Pet guinea pigs, also known as cavies, have been caught eating shoelaces, paper bags, and latex gloves; but household items are only the beginning of this list of “do nots.” Guinea pigs are naturally herbivorous animals, so many foods are off limits to them. The guinea pig’s digestive system is very specialized, so foods that are not a part of their natural diet can cause them harm. So What Can’t Guinea Pigs Eat? Well processed foods, beans, raw grains, meat, dairy, nuts, seeds, and even certain vegetables are all harmful to our small herbivorous friends.
Guinea pigs eat primarily grass when found in their natural habitat; this means that their diet should be rich in fiber and nutrients, without very many calories at all. This means processed snacks intended for people are not goods treat for a cavy.

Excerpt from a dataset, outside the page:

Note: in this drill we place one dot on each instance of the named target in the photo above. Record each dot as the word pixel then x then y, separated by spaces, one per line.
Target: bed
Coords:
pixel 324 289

Things such as cookies, cakes, candy, and chips will overload a guinea pig’s system very quickly. Processed foods can cause diarrhea and weight gain in small quantities. If a pet cavy manages to eat a lot of processed foods, they should be taken to the veterinarian immediately. It is best if these little guys stick to fruits and vegetables for treats because a treat for a human is just too much for their systems to handle.
Beans, such as those of the kidney, cacao and pinto varieties, should also be kept away from cavies. They contain a toxin named phytohaemagglutinin that can cause vomiting, diarrhea, dehydration, and even death in guinea pigs. Releasing this toxin is a mechanism that beans employ to prevent animals from consuming them. It certainly works well in this case. Cooking beans denatures this toxin considerably, but it is still present in large enough amounts to be harmful to pet cavies.
Many raw grains contain similar toxins as beans, but in lesser quantities. They do not pose any threat to guinea pigs in small quantities. Grains are also very calorie-dense and may cause weight gain in guinea pigs. A cavy can happily consume grains as an occasional treat, but not too frequently.
Guinea pigs should not eat meat or dairy, even in very small quantities. Cavies do not posses mechanisms for digesting meat and dairy; they can become very sick if fed these foods. Pet cavies would love to give these foods a try; but in order to keep them healthy, they must be avoided. If a cavy wants to try something new, vegetables are a good choice.
Nuts and seeds can be found in some commercial guinea pig foods, but they are not good treats for a cavy. Nuts and seeds, such as pistachios, peanuts, and cashews, are almost entirely fat; which is seldom found in a guinea pig’s natural diet. The fat from these foods may cause weight gain or diarrhea, and may even prevent a cavy from absorbing nutrients from other foods consumed at the same time. Since guinea pigs cannot digest large amounts of fat, their body attempts to flush it out; and any foods eaten in the same meal will go right along with it.
Veggies are a nutritious and flavorful treat for pet guinea pigs, but there are many that should be avoided. Sulfurous vegetables, such as cabbage, Brussels sprouts, and cauliflower can be troublesome. The sulfur in these vegetables causes gas and digestive upset. Nutritionally poor vegetables such as iceberg lettuce should not be fed because they can displace more nutritious items. If a pet cavy fills up on iceberg lettuce, then he or she may not have room left for a healthy dinner. Vegetables that produce toxins as a natural defense are also a bad choice for guinea pig food. Items such as rhubarb, potatoes, spicy peppers, and cinnamon are all toxic to some degree. For example, potatoes and peppers contain solanine, a toxin specific to the nightshade family of plants, which can suppress breathing and heart rate. Tomatoes also contain solanine in smaller doses, so they should be given in small quantities. While humans may be able to consume these items with relative impunity, cavies weigh substantially less than people; so even a small dose of these toxins is too much for them.
Guinea pigs eat anything put in their food dish, so owners must be very carful to avoid these foods. Processed snacks, beans, raw grains, meat, dairy, nuts, seeds, and even certain veggies can all be harmful to a pet cavy; so, remember to watch out for these. Cavies have many healthy options available to them; and they will never grow tired of hay, veggies, and the occasional fruit treat.